There are various explanations concerning the origin of the village's name.

Historically, the name Fikardou was associated with the medieval family of Thomas Fikardos, who was a chancellor during the reign of James II. However, despite the association of the village with Fikardos' family, no written sources exist related to the formation of the village up until later, on the 19th century, during the Ottoman rule of the island.

Additional explanations appearing concerning the name Fikardou relate to the etymology of the name. "Fikardou" seems to derive from the words “φυγάς” ("figas" meaning "fugitive") and “ανδρείος” ("andrios" meaning "brave") or “φυγά άνδρον” (meaning "den of fugitives"). These two versions are associated with stories about people who were forced to leave their residences and move to the mountainous area of Machairas for safety, but also to fugitive clans that were inhabiting in the area.

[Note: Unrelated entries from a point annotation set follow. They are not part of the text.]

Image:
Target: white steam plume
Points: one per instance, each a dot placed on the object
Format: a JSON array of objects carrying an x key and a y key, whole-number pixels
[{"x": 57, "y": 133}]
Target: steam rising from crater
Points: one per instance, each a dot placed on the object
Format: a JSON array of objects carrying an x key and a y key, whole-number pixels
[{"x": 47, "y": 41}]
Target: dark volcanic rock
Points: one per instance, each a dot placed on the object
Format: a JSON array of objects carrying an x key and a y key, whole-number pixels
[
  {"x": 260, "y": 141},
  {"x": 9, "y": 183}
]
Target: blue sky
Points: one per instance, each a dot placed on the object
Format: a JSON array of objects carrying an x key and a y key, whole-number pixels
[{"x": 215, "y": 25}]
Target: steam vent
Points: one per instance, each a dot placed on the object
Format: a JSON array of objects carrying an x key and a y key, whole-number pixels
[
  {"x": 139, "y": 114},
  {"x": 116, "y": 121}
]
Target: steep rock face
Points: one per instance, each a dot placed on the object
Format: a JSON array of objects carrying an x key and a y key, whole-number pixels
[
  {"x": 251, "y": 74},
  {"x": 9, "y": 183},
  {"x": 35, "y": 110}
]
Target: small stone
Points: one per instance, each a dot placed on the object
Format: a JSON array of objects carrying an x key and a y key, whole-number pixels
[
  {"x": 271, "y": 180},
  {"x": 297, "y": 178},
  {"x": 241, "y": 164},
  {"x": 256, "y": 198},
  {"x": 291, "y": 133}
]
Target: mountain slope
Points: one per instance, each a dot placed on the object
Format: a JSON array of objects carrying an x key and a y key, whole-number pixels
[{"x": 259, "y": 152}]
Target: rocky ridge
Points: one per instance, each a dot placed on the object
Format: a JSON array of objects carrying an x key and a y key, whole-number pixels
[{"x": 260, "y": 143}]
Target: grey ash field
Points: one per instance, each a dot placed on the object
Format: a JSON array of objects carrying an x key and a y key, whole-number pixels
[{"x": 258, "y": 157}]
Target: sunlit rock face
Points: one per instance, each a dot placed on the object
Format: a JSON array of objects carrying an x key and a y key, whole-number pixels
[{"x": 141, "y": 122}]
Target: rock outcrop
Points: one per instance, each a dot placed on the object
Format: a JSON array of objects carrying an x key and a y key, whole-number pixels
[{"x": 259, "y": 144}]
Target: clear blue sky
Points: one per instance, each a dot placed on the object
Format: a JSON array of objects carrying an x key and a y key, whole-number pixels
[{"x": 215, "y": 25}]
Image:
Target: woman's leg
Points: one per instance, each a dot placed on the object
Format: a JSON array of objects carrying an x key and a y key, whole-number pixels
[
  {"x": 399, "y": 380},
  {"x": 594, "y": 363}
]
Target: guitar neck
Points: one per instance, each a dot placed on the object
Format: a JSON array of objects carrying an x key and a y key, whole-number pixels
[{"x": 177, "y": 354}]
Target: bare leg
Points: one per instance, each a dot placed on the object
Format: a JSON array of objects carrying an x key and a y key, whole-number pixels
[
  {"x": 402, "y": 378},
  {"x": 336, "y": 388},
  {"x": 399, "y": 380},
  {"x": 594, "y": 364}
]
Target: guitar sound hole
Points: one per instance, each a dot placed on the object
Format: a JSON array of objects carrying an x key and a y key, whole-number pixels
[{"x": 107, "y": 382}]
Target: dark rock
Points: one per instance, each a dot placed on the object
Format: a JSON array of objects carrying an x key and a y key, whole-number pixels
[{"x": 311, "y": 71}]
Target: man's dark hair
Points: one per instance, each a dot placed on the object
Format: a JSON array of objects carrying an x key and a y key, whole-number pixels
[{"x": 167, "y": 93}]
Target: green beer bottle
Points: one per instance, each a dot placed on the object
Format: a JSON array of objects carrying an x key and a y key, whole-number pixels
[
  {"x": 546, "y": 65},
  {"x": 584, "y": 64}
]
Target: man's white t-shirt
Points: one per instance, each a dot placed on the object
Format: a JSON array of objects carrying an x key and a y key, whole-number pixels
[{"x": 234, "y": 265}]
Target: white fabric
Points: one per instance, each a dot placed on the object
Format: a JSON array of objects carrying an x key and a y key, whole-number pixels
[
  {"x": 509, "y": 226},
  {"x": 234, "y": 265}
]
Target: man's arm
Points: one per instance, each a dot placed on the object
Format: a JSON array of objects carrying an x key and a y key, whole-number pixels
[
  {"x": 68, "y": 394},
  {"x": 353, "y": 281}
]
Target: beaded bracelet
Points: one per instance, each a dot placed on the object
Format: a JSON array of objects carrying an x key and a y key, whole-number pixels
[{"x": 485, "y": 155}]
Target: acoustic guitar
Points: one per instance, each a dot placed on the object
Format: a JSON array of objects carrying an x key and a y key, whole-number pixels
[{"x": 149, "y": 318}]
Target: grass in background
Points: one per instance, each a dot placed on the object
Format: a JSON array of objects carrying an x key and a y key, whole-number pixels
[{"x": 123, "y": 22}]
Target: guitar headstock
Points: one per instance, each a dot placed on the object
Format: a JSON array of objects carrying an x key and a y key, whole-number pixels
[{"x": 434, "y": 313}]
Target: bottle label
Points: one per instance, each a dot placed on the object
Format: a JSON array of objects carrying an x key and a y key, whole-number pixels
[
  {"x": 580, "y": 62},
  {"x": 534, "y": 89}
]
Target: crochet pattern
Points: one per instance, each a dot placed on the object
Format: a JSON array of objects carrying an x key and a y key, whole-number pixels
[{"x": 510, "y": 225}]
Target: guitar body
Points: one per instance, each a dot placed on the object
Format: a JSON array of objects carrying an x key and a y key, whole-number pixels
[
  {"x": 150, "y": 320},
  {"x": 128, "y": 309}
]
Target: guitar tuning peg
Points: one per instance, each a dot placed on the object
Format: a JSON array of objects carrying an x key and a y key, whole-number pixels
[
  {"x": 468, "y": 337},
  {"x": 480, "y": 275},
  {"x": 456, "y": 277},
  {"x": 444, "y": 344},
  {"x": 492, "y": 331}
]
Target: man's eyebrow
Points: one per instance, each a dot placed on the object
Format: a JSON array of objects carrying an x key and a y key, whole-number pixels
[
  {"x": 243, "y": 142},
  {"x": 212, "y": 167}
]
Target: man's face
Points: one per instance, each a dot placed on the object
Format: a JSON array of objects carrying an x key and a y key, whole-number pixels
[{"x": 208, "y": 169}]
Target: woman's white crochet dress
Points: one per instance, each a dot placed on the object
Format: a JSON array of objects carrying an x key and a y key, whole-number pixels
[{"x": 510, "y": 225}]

The village can be characterized as an open-air museum, displaying the traditional architecture of the island. During the 20th century, the Department of Antiquities has proceeded with the restoration of the village, including the reparation of the abandoned houses, in order to help the village to preserve its distinguished atmosphere.

Walking through the cobble-stoned streets of the village, someone will see the one or two-storey houses, that were build with local stone and plinths, with their internal courtyards, the stables and their wooden balconies. Among them, Katsinioros House that nowadays consist the Local Ethnological Museum, with exhibits from the 16th century. Another one is the House of Dimitris Achilleas that has exhibits of the local textile art. It has to be mentioned that both houses were awarded by Europa Nostra in 1987.

In the centre of the village it is located a little church, which is built during the 18th century and being dedicated to Apostles Peter and Paul. The church is in the form of basilica and has a wooden roof. Opposite the church, there is the only tavern of the village that offers traditional meze, coffee and local sweets.